Shen then revealed that she tore an MCL two weeks earlier.

“They told me I would have to be in a brace for six weeks,” she said then. “I said, ‘I don’t have that. I have two and a half.’”

Maroulis said she later asked the director what would have happened if she didn’t make the team for Tokyo. She was told the film still have been done.

“He had mentioned this isn’t about a sports story or sports comeback story,” Maroulis said. “This is about a human story. And we’re using wrestling as the vehicle to tell this story of overcoming and healing and rediscovering oneself.”

Maroulis said she was told that, during filming, the project was pitched to the production company of actor Chris Pratt, who wrestled in high school in Washington. Pratt signed on as a producer.

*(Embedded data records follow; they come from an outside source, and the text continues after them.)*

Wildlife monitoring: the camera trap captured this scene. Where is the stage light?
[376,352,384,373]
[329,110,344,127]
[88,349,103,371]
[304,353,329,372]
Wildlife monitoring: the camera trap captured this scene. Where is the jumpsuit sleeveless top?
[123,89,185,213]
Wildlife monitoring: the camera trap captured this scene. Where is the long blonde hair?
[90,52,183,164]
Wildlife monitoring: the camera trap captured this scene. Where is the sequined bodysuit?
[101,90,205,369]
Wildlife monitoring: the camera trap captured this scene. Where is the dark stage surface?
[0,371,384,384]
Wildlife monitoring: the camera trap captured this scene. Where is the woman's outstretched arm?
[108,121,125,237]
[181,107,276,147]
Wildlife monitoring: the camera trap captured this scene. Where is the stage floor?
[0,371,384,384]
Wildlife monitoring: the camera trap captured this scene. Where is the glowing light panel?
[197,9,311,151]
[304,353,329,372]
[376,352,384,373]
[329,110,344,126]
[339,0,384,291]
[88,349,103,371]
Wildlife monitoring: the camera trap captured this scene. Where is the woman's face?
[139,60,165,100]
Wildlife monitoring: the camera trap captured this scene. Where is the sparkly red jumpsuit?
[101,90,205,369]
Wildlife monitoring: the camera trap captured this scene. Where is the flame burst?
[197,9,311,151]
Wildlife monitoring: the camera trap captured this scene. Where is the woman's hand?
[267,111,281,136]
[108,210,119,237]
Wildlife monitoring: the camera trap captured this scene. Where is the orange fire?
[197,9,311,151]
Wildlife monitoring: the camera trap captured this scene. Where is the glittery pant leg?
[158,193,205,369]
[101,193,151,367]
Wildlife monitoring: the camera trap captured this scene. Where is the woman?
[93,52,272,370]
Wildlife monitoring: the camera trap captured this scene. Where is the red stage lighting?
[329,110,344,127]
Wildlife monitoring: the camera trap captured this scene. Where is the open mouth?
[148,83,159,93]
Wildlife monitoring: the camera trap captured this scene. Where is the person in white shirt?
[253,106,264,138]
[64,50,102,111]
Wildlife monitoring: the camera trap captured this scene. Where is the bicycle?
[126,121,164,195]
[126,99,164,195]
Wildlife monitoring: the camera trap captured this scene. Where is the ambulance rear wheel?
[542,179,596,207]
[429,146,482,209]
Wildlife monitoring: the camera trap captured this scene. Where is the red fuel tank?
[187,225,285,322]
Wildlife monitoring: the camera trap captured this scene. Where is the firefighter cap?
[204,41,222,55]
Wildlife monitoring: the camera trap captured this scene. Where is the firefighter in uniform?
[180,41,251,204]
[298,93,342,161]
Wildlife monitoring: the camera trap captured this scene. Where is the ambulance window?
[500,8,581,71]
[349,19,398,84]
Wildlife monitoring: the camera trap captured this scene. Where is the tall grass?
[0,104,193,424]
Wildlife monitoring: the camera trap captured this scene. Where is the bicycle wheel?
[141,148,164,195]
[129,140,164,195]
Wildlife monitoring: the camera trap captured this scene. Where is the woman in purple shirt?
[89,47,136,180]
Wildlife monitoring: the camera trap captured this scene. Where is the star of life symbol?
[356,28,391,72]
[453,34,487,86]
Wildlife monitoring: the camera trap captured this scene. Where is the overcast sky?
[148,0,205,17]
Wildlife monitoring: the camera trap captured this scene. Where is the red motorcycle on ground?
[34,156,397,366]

“Wrestling has made an impact on his life, and so he wants to support these kinds of stories,” said Maroulis, who appeared at last month’s Santa Barbara Film Festival with Pratt.

Pratt said he knew about Maroulis before learning about the film, which he said “needed a little help to get it over the finish line,” according to a public relations company promoting the film.

The film also highlights the rest of the six-woman U.S. Olympic wrestling team in Tokyo. Four of the six won a medal, including Tamyra Mensah-Stock‘s gold.

“I was excited to be part of, not just (Maroulis’) incredible story, but also helping to further advance wrestling and, in particular, female wrestling,” Pratt said, according to responses provided by the PR company from submitted questions. “To me, the most compelling part of Helen’s story is the example of what life looks like after a person wins a gold medal. The inevitable comedown, the trauma around her injuries, the PTSD, the drive to continue that is what makes her who she is.”

Maroulis, who now trains in Arizona, hopes to qualify for this year’s world championships and next year’s Olympics.

“I try to treat every Games as my last,” she said. “Now I’m leaning toward being done [after 2024], but never say never.”